Thursday in the Octave of Easter. We are meant to be rejoicing in a big way right now. The season of Easter is 50 days long. That’s ten days longer than Lent! Our liturgical seasons are prayerfully crafted, Holy Spirit inspired, and purposeful. We are meant to be celebrating 10 days longer than we refine because God loves us, and rejoices with us in His Son’s resurrection. Love has conquered death.
The Octave of Easter is particularly ecstatic. These are the days dedicated to focussing our hearts on the work that God has already accomplished through His Son; and the benefits we reap as His children, abiding in His love, awaiting His complete envelopment.
I know I’m not alone when I admit I’m feeling a lot more like the two disciples on the road to Emmaus. Lost, sad, disappointed, grieving and even a little desolate. In this time of unrest I know at times my eyes are preventing me from recognizing Jesus in my midst.
Like millions and millions of other parents, I am juggling the new demands of full-time work from home (whatever that means?!), trauma-homeschooling, domestic engineering on steroids, and a fundamentally introverted personality pushing up against a 24/7 reality of people in my space. It’s challenging, I’m not feeling much like rejoicing. It isn’t feeling much like Easter.
However, I can hear God’s still small voice inside me saying, “How foolish are you? How slow of heart?”. I know, love, and believe God’s promise. How foolish am I?
A few days ago at lunch, while my husband zoom-taught singing lessons in the our music room, my nine year old son said to me: “I hate coronavirus, but I’ve noticed that now we are so much closer. When this is over I still feel like we will be closer.” Later that evening, as I lay in bed I imagined Jesus repeating those same words to me: “I hate what is happening for my world right now, but I’ve noticed we are much closer. Have you noticed? I feel like when this is over we are still going to be closer. Do you think that Kelly?”
My heart was burning in that moment. The joy of that moment. It wasn’t big joy. It was an intimate joy. Jesus reminds me in those moments that I am His bride. Jesus is so good to remind us, like on that walk to Emmaus, of everything that is promised.
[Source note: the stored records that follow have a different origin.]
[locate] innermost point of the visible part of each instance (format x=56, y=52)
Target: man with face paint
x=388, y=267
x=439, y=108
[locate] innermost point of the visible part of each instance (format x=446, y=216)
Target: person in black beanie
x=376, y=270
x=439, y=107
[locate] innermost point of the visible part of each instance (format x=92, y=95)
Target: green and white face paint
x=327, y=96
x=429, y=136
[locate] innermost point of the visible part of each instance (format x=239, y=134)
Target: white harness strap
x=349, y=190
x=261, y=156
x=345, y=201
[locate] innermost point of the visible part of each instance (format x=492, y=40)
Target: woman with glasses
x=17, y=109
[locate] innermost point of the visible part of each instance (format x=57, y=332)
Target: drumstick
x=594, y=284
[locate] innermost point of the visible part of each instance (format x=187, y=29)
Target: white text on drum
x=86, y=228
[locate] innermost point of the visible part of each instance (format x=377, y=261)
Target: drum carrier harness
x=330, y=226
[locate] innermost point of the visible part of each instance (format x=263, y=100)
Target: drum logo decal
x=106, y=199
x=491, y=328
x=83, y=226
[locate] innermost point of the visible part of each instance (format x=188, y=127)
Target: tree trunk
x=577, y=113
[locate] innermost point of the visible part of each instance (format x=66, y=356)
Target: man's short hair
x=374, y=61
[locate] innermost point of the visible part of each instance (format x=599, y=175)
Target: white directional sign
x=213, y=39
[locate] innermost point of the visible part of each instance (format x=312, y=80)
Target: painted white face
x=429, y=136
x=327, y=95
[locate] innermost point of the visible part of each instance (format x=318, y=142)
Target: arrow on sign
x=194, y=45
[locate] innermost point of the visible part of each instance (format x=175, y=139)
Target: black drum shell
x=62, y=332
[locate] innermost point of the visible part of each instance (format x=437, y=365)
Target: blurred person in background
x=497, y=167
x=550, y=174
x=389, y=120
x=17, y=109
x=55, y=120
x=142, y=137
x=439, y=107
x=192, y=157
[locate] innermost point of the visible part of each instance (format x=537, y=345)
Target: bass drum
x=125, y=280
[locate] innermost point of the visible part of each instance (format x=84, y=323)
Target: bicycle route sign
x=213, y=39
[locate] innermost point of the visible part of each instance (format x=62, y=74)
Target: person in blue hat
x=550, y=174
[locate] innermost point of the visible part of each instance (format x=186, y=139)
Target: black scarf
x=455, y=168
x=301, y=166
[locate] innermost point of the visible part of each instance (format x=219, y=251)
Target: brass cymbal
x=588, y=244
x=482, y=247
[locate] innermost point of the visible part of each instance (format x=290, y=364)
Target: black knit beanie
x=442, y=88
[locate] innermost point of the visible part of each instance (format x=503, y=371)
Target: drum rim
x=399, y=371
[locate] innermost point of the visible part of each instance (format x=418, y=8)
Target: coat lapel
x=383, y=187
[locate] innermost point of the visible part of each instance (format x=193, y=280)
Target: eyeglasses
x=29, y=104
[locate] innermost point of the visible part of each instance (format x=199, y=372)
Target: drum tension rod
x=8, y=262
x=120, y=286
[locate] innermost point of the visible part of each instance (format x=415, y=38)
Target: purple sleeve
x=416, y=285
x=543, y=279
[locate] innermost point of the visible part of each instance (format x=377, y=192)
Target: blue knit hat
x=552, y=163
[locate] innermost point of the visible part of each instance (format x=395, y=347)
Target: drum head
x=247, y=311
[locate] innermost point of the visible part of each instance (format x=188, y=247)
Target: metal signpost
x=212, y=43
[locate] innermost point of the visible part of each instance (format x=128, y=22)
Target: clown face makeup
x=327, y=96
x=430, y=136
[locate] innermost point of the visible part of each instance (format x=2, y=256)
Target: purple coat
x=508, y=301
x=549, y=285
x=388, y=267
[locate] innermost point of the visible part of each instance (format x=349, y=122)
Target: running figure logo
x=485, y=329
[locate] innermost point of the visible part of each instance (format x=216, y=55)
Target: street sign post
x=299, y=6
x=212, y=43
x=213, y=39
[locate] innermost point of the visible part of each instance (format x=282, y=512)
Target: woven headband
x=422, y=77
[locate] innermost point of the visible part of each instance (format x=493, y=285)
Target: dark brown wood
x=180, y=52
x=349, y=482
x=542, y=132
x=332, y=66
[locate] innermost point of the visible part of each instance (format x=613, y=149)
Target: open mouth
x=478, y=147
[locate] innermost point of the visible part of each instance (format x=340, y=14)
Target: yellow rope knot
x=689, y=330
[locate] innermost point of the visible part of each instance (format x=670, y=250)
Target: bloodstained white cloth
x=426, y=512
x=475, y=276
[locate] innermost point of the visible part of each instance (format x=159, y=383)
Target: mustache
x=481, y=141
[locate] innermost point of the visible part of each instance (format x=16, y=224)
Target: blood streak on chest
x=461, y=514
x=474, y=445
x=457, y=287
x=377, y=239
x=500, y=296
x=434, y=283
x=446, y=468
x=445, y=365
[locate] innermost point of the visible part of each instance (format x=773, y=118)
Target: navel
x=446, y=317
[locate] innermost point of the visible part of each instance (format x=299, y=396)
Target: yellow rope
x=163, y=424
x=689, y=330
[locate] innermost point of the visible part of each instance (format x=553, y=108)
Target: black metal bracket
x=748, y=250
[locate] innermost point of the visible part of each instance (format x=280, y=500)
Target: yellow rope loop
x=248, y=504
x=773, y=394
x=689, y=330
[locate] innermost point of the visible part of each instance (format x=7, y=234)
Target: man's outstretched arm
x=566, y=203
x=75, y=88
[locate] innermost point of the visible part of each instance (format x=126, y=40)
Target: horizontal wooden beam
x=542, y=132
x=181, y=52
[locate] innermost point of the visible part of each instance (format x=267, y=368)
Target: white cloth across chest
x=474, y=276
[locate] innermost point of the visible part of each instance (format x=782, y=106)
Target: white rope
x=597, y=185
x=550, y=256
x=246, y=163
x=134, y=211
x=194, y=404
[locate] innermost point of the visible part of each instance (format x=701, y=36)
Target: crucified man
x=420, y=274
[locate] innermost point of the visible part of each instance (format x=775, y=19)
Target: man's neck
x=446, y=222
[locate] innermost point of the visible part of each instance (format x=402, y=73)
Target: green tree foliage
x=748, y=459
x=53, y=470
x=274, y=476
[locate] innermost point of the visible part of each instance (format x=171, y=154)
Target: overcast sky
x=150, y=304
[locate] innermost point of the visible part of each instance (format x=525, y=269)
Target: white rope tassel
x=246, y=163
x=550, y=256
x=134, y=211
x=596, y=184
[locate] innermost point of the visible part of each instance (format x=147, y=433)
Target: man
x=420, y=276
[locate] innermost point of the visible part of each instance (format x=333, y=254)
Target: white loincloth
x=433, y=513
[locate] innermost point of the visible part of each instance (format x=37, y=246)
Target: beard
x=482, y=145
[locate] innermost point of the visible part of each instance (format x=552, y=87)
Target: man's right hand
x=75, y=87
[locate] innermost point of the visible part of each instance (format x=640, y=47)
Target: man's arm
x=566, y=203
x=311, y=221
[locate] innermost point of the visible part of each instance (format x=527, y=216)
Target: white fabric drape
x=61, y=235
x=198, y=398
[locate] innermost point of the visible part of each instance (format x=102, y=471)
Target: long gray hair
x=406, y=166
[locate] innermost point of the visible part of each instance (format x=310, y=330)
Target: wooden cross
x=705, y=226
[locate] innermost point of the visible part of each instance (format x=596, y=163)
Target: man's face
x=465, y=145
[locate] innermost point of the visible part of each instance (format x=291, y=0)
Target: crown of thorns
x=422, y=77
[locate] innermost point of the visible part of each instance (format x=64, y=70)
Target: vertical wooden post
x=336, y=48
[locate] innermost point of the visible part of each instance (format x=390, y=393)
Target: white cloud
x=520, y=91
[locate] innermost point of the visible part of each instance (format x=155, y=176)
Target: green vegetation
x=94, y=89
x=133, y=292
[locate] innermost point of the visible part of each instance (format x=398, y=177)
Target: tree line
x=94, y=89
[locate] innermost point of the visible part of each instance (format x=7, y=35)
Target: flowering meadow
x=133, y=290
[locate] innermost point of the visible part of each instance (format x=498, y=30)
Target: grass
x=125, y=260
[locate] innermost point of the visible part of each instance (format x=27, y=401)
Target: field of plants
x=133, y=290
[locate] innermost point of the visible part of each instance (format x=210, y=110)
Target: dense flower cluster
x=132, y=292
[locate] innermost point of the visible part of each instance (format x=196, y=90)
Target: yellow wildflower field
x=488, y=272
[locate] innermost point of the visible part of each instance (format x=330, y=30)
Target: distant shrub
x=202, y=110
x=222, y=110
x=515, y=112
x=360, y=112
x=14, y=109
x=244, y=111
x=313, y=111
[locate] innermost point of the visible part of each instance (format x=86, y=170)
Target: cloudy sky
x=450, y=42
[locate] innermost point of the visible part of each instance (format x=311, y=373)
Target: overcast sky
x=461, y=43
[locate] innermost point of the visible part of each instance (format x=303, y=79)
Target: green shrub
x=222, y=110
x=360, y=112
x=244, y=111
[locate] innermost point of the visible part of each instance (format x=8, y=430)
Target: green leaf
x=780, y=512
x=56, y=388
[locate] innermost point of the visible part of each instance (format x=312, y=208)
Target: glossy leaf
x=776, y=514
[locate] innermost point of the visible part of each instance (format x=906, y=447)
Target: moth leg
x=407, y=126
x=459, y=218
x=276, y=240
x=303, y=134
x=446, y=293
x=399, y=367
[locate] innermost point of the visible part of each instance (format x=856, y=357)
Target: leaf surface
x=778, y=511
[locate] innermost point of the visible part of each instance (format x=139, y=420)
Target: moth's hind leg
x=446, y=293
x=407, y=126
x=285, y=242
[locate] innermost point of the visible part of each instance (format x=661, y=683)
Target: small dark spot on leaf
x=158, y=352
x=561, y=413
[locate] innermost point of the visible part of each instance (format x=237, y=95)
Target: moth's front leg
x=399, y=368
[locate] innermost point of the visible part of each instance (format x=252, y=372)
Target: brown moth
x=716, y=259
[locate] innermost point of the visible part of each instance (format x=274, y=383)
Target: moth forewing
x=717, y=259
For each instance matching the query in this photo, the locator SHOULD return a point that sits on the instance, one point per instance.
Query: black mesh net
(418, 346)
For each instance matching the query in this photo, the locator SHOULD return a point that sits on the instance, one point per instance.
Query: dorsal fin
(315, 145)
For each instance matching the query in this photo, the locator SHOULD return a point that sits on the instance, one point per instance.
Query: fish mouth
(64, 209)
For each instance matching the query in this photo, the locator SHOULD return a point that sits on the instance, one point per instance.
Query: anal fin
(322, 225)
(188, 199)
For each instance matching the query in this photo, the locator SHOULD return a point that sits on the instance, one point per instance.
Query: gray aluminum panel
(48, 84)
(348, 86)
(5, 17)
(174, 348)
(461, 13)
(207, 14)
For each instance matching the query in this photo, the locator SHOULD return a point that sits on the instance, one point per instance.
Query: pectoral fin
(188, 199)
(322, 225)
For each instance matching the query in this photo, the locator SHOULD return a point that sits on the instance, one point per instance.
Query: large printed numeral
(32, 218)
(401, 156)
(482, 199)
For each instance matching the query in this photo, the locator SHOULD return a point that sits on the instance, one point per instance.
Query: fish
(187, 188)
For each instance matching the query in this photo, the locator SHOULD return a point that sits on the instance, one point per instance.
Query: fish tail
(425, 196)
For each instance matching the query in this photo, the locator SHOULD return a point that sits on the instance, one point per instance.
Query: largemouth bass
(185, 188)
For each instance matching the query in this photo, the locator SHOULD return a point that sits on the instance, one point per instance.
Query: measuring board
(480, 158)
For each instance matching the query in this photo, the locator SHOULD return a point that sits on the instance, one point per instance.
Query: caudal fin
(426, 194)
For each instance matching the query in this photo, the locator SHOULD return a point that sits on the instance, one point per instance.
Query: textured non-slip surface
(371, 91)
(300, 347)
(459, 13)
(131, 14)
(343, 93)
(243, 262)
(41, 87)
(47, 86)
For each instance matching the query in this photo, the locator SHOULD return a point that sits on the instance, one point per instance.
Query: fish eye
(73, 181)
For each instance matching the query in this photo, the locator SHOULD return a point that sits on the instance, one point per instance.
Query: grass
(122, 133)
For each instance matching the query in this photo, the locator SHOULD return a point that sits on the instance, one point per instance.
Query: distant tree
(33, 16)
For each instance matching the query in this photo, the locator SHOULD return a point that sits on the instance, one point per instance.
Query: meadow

Philippians 4:4 says: Rejoice in the Lord always; again I say, Rejoice. It bears repeating. It needs emphasis, because the reality of the spiritual life is that our joy can flourish despite trying circumstances. Paul wrote that from prison. I bet his joy was not big. I bet his joy was intimate.
So today friends, let’s rejoice in ways big and small. Let’s rejoice in a moment in time when God might just be more present to us than ever; despite our distance from the breaking of the bread.